Comparative Examples 1 to 3 A latex composition was prepared in the same manner as in Example 1 except that the monomer component, chain transfer agent and polyethylene glycol shown in Table 1 were used. A coating liquid and coated paper were prepared and evaluated. Comparative Example 1 in which polyethylene glycol was not added was inferior in wet adhesion, Comparative Example 2 in which the amount of polyethylene glycol added was too large was inferior in wet pick strength, and Comparative Example 3 in which the amount of butadiene added was decreased was in dry pick strength. Is inferior.

[0030]

[Table 1]

[0031]

EFFECTS OF THE INVENTION The wet tackiness, which is an index of soiling characteristics of backing rolls, can be improved without impairing the physical properties of the coated paper such as dry pick strength and wet pick strength.

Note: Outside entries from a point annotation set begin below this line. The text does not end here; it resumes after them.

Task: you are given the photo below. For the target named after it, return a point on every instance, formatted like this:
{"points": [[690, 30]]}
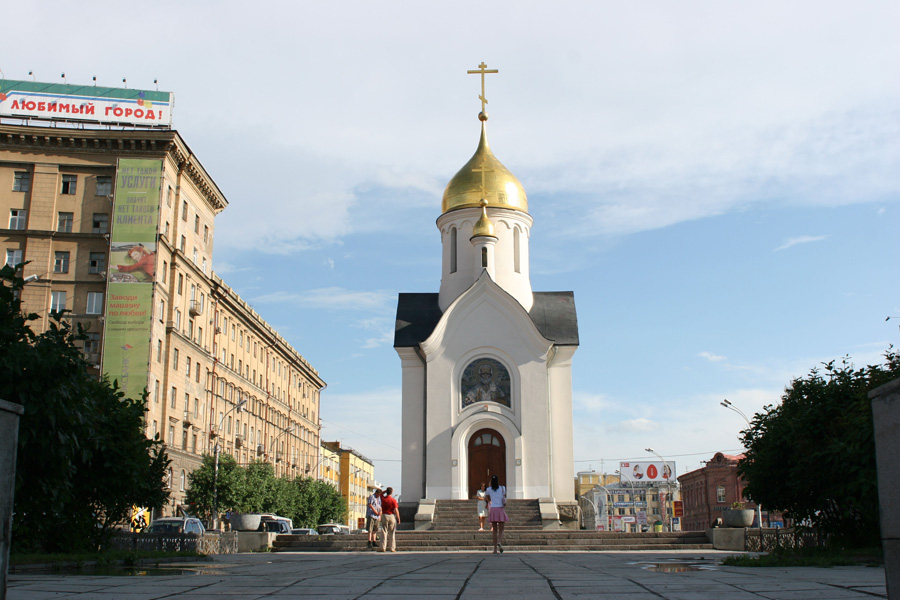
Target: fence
{"points": [[766, 540], [207, 543]]}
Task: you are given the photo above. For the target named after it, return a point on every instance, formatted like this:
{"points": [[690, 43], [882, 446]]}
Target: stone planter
{"points": [[244, 522], [739, 517]]}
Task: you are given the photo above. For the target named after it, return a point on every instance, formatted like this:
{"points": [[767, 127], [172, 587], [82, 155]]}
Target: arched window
{"points": [[453, 249], [516, 250]]}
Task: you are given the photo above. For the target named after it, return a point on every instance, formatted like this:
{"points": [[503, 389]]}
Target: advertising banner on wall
{"points": [[82, 103], [644, 472], [132, 270]]}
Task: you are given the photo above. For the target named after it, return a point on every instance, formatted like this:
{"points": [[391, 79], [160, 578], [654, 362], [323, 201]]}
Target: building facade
{"points": [[214, 370], [709, 491], [486, 363], [356, 476]]}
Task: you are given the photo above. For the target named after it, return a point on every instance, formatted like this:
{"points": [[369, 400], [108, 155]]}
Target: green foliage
{"points": [[83, 459], [813, 456], [255, 488]]}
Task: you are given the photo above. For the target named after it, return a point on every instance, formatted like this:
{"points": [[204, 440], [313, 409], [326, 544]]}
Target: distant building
{"points": [[356, 476], [708, 491], [118, 226]]}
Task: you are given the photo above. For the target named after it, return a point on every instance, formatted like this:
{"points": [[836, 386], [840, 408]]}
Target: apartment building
{"points": [[118, 227]]}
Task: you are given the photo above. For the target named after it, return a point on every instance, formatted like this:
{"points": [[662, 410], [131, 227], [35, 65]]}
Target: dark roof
{"points": [[553, 313]]}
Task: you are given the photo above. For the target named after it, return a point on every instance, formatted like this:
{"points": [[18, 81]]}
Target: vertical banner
{"points": [[132, 271]]}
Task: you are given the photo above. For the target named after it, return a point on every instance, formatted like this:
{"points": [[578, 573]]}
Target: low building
{"points": [[356, 476]]}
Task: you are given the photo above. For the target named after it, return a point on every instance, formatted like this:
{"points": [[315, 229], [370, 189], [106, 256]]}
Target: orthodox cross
{"points": [[483, 70]]}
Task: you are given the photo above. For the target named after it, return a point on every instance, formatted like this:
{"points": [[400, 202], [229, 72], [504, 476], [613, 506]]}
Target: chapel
{"points": [[486, 361]]}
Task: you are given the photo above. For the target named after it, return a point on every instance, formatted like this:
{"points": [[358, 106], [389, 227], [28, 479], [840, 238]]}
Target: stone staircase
{"points": [[462, 515], [515, 540]]}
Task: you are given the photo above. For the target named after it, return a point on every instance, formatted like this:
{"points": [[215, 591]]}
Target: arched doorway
{"points": [[487, 456]]}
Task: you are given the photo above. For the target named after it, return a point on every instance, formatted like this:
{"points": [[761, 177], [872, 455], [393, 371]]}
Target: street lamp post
{"points": [[239, 407], [727, 404], [668, 476]]}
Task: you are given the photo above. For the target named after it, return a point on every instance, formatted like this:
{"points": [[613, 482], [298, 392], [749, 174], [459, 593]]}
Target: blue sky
{"points": [[717, 182]]}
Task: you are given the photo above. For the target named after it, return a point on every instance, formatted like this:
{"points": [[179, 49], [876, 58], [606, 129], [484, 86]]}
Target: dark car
{"points": [[176, 525]]}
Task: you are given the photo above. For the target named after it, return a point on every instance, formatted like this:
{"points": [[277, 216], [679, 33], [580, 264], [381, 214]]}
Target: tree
{"points": [[255, 488], [813, 456], [82, 459]]}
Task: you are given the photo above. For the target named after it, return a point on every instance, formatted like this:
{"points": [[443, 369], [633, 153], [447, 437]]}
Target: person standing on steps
{"points": [[496, 497], [373, 517], [482, 506], [390, 517]]}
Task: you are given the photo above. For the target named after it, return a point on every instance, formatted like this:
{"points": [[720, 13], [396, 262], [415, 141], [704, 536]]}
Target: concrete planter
{"points": [[739, 517], [244, 522]]}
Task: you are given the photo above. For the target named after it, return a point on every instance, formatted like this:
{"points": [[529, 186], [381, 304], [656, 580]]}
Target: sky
{"points": [[718, 183]]}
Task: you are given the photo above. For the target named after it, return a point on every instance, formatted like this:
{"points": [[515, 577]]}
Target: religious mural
{"points": [[485, 379]]}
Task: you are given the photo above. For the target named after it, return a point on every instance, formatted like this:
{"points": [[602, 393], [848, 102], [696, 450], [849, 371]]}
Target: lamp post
{"points": [[275, 439], [667, 474], [727, 404], [239, 407]]}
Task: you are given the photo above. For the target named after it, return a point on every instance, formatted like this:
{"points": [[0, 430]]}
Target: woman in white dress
{"points": [[496, 496], [482, 506]]}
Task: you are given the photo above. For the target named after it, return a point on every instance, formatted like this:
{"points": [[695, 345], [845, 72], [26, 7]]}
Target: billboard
{"points": [[132, 271], [65, 102], [647, 472]]}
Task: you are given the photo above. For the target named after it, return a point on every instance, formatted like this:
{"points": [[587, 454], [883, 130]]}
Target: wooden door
{"points": [[487, 456]]}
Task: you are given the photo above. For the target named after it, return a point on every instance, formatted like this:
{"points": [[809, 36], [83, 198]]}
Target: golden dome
{"points": [[484, 177], [483, 226]]}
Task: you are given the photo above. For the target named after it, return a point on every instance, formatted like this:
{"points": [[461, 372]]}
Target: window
{"points": [[104, 185], [92, 343], [100, 223], [69, 183], [95, 303], [21, 181], [13, 257], [17, 217], [453, 249], [64, 222], [61, 263], [57, 301], [97, 263]]}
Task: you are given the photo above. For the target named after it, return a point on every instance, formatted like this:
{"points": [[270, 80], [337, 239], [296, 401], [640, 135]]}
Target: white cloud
{"points": [[711, 357], [803, 239], [333, 298]]}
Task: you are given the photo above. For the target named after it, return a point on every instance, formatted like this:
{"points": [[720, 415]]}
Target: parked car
{"points": [[333, 529], [176, 525]]}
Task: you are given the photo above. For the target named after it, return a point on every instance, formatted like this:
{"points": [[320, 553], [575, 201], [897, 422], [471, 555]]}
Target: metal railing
{"points": [[766, 540], [207, 543]]}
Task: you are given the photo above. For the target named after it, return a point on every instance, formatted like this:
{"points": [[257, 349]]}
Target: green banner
{"points": [[132, 271]]}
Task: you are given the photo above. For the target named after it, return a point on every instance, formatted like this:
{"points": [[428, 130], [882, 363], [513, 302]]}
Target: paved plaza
{"points": [[456, 575]]}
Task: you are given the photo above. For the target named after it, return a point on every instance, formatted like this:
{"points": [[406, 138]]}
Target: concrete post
{"points": [[9, 439], [886, 416]]}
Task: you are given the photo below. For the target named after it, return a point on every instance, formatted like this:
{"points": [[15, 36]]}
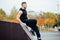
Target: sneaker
{"points": [[39, 38]]}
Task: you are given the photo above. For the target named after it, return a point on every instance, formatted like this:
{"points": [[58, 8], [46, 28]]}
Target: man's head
{"points": [[24, 4]]}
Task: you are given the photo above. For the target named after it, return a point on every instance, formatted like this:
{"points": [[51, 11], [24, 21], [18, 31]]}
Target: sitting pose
{"points": [[29, 22]]}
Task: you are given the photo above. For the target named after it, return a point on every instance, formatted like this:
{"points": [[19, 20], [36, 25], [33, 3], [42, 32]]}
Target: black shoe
{"points": [[32, 32], [39, 38]]}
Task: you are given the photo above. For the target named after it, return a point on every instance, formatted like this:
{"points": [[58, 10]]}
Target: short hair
{"points": [[23, 3]]}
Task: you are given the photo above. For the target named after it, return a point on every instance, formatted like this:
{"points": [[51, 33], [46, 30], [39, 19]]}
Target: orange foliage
{"points": [[49, 21], [40, 21], [14, 20]]}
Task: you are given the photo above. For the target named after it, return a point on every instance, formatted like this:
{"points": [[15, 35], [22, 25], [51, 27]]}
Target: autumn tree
{"points": [[2, 15]]}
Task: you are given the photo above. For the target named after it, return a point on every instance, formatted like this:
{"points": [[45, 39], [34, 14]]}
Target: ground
{"points": [[50, 35]]}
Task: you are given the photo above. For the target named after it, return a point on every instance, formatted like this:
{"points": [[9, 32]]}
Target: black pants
{"points": [[32, 23]]}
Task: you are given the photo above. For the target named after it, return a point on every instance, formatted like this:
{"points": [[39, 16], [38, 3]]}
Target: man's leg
{"points": [[32, 23]]}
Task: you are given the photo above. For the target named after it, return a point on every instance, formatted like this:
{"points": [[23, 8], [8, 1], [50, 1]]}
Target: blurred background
{"points": [[47, 13]]}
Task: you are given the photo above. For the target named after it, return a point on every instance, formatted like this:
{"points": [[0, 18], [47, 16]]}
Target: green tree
{"points": [[13, 14], [2, 15]]}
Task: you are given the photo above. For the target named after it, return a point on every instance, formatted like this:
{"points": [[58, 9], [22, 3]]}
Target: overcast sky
{"points": [[35, 5]]}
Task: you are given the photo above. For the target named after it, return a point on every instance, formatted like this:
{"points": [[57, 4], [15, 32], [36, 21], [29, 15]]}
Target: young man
{"points": [[29, 22]]}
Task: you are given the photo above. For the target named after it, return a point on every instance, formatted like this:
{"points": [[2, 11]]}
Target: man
{"points": [[29, 22]]}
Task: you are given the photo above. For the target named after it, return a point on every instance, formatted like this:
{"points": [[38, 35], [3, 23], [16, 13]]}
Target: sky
{"points": [[35, 5]]}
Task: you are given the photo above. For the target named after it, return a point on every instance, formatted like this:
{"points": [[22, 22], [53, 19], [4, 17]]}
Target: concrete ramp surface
{"points": [[12, 31]]}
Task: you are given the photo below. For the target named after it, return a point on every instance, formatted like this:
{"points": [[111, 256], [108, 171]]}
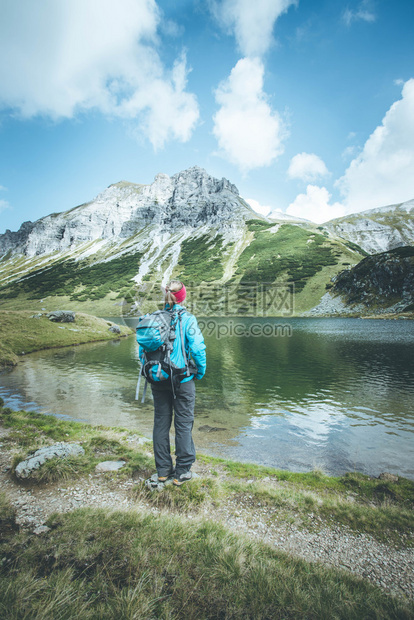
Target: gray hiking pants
{"points": [[183, 406]]}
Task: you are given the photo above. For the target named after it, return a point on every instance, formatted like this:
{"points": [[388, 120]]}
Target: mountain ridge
{"points": [[101, 257]]}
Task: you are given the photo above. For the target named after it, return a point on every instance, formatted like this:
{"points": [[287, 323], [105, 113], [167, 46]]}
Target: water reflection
{"points": [[337, 394]]}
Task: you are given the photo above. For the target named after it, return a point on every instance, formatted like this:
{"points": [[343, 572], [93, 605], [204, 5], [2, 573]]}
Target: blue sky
{"points": [[306, 105]]}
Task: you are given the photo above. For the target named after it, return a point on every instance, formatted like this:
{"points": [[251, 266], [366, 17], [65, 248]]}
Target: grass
{"points": [[201, 259], [95, 564], [80, 280], [35, 430], [292, 254], [102, 564], [383, 509], [21, 334]]}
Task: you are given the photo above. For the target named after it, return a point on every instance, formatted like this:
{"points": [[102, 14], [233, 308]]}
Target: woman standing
{"points": [[178, 399]]}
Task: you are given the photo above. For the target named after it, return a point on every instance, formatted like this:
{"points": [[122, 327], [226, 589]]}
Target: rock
{"points": [[189, 198], [210, 429], [41, 529], [115, 329], [59, 450], [109, 466], [61, 316], [387, 477]]}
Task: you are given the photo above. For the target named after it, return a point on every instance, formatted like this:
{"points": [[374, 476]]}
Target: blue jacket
{"points": [[193, 344]]}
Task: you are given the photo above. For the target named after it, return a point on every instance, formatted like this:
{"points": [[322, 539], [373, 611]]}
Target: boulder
{"points": [[59, 450], [109, 466], [61, 316]]}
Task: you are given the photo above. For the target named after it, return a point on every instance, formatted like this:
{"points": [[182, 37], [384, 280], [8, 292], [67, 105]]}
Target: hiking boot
{"points": [[182, 478], [165, 478]]}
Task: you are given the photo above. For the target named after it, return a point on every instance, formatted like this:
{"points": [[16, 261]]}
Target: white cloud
{"points": [[307, 167], [59, 58], [256, 206], [251, 22], [249, 133], [314, 205], [364, 12], [383, 173]]}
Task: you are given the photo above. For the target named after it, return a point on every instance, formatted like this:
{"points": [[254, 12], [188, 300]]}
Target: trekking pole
{"points": [[138, 384]]}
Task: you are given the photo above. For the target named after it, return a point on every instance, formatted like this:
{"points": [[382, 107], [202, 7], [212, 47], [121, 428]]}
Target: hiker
{"points": [[177, 394]]}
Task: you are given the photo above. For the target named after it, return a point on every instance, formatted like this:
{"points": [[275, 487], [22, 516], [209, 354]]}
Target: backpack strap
{"points": [[183, 346], [138, 385], [145, 391]]}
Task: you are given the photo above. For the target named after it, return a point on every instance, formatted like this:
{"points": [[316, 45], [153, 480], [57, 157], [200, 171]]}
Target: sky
{"points": [[307, 106]]}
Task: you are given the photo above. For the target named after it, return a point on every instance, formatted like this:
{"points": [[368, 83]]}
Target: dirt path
{"points": [[390, 568]]}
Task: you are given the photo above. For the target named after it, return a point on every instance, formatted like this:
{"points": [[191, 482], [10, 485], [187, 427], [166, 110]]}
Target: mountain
{"points": [[377, 230], [379, 284], [188, 199], [110, 256]]}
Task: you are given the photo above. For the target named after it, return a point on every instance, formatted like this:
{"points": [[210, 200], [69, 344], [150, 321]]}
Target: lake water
{"points": [[336, 394]]}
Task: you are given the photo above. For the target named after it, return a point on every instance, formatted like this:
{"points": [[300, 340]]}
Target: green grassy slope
{"points": [[21, 334], [305, 258]]}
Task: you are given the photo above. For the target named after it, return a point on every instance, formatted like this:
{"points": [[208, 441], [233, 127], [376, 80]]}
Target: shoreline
{"points": [[353, 523], [23, 332]]}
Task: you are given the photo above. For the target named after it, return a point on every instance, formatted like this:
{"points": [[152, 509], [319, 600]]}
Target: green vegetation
{"points": [[292, 254], [34, 430], [79, 280], [19, 333], [95, 564], [381, 508], [201, 259], [380, 280]]}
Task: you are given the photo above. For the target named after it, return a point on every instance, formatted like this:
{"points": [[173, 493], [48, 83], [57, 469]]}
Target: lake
{"points": [[297, 394]]}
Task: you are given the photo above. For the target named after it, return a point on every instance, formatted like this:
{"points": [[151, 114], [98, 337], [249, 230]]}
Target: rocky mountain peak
{"points": [[189, 199]]}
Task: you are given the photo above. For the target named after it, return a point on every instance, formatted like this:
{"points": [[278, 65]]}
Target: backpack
{"points": [[156, 335]]}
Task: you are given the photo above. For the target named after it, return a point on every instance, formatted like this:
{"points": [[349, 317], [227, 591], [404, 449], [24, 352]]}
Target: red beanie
{"points": [[180, 295]]}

   ─────────────────────────────────────────────────── ─── Continued front page    F-term (reference) 4J002 AC021 BC011 BC051 BC081                       BC091 BC111 BG011 BG041                       BG051 BG071 BG101 BG131                       BH021 BL011 BL021 CH022                       GK04 HA07                 4L055 AG11 AG12 AG27 AG48 AG63                       AG70 AG71 AG75 AG76 AG88                       AG89 AH02 AH37 AH50 AJ04                       BE08 EA32 FA13 FA30 GA19

Claims (2)

[Claims] 1. A conjugated diene monomer of 20 to 70% by weight,
And polyethylene glycol 0.1 to 100 parts by weight of a copolymer latex (solid content) obtained by emulsion polymerization of a monomer consisting of 30 to 80% by weight of another monomer copolymerizable with this. A latex composition comprising 5% by weight. 2. A paper coating composition comprising 3 to 30 parts by weight of the latex composition according to claim 1 with respect to 100 parts by weight of a pigment.